Peu de temps avant, le vendredi 22 janvier 2021, le Tribunal Administratif de Toulouse accédait à la requête de l’association “2 Pieds 2 Roues” et annulait la révision du Plan de Déplacements Urbains votée le 7 février 2018 par Tisséo Collectivités.

6 mois plus tôt, dans une lettre du 21 septembre 2020 au président de France Nature Environnement Midi-Pyrénées, en réponse à la demande d’annulation du soutien de la Région Occitanie au projet de “Jonction Est” du périphérique toulousain, la Présidente de la Région Occitanie Carole Delga mentionnait : “avoir décidé, en concertation avec Toulouse Métropole, de redéployer la participation financière de 2,99 M€ initialement fléchée sur le projet de “Jonction Est” vers le soutien de projets de transports collectifs et la mise en œuvre de ce plan vélo”.

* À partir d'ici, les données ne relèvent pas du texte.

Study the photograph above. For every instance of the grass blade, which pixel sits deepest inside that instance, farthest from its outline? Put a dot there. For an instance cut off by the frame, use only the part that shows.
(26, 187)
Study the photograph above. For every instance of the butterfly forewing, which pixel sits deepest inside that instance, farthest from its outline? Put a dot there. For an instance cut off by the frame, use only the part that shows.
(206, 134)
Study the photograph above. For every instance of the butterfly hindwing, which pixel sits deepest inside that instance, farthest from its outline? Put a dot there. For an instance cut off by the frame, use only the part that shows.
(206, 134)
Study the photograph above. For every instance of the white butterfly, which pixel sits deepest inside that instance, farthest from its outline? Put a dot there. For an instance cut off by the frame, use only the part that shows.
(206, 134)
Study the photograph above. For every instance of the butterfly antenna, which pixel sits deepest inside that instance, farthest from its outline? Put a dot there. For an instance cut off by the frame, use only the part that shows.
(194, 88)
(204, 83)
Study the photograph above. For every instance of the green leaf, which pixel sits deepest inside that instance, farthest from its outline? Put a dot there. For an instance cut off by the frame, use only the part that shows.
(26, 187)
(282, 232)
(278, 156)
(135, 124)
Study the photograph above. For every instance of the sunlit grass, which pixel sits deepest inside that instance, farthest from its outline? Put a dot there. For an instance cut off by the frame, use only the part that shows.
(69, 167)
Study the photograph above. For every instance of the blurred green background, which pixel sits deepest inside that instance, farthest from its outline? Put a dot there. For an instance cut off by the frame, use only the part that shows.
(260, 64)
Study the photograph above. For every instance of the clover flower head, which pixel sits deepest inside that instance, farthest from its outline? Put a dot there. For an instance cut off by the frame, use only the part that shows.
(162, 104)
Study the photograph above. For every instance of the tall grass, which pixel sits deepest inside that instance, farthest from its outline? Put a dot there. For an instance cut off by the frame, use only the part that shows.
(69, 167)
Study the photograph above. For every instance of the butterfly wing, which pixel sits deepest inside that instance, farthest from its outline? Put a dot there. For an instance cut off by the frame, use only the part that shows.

Les temps changeraient-ils ? Les Citoyens et les Associations réussiraient-ils enfin à faire entendre leurs voix à des élus n’ayant pas encore totalement pris la mesure des enjeux et mesures urgentes et nécessaires à notre adaptation aux changements climatiques et aux effondrements des écosystèmes ?

La médiatisation grand public de ces sujets et des films comme “Legacy” de Yann Arthus-Bertrand, diffusé le 26 janvier dernier en “prime time” sur une chaîne privée de la télévision française, aident certainement à mieux faire comprendre à chacun la nécessaire inflexion de nos modes de pensée et d’agir. Mais la mobilisation des Citoyens et des Associations est toujours aussi primordiale pour contrer des projets encore en contradiction avec les nouvelles orientations à prendre.

Aux portes de Balma, le projet de ZAC Gamasse-Rébeillou soutenu politiquement par la Métropole mais pour lequel des services de l’état ont exprimé des commentaires très défavorables, s’inscrit encore dans une telle démarche. La main est une nouvelle fois passée à la mobilisation citoyenne qui propose de le stopper et de le réinscrire dans une vision moderne du développement des villes. Comme chacun était appelé par la mairie de Quint-Fonsegrives à faire entendre sa voix avant le 8 février dernier, nous avons déposé un avis défavorable !

D’autres projets importants, proches de Balma et en cours de développement, nécessiteront le même recul. On peut citer notamment l’OAP (Orientation d’Aménagement et de Programmation) Brunel en bordure de Seillonne qui pourrait s’installer en zone strictement agro-naturelle, ou encore le projet de Jonction Est soutenu par la Métropole, et qui devrait faire l’objet d’une enquête publique à l’automne prochain.

Espérons que les recours auprès des tribunaux n’auront été qu’un épiphénomène, et que les avis citoyens et associatifs seront à présent systématiquement considérés dès les phases amont des projets.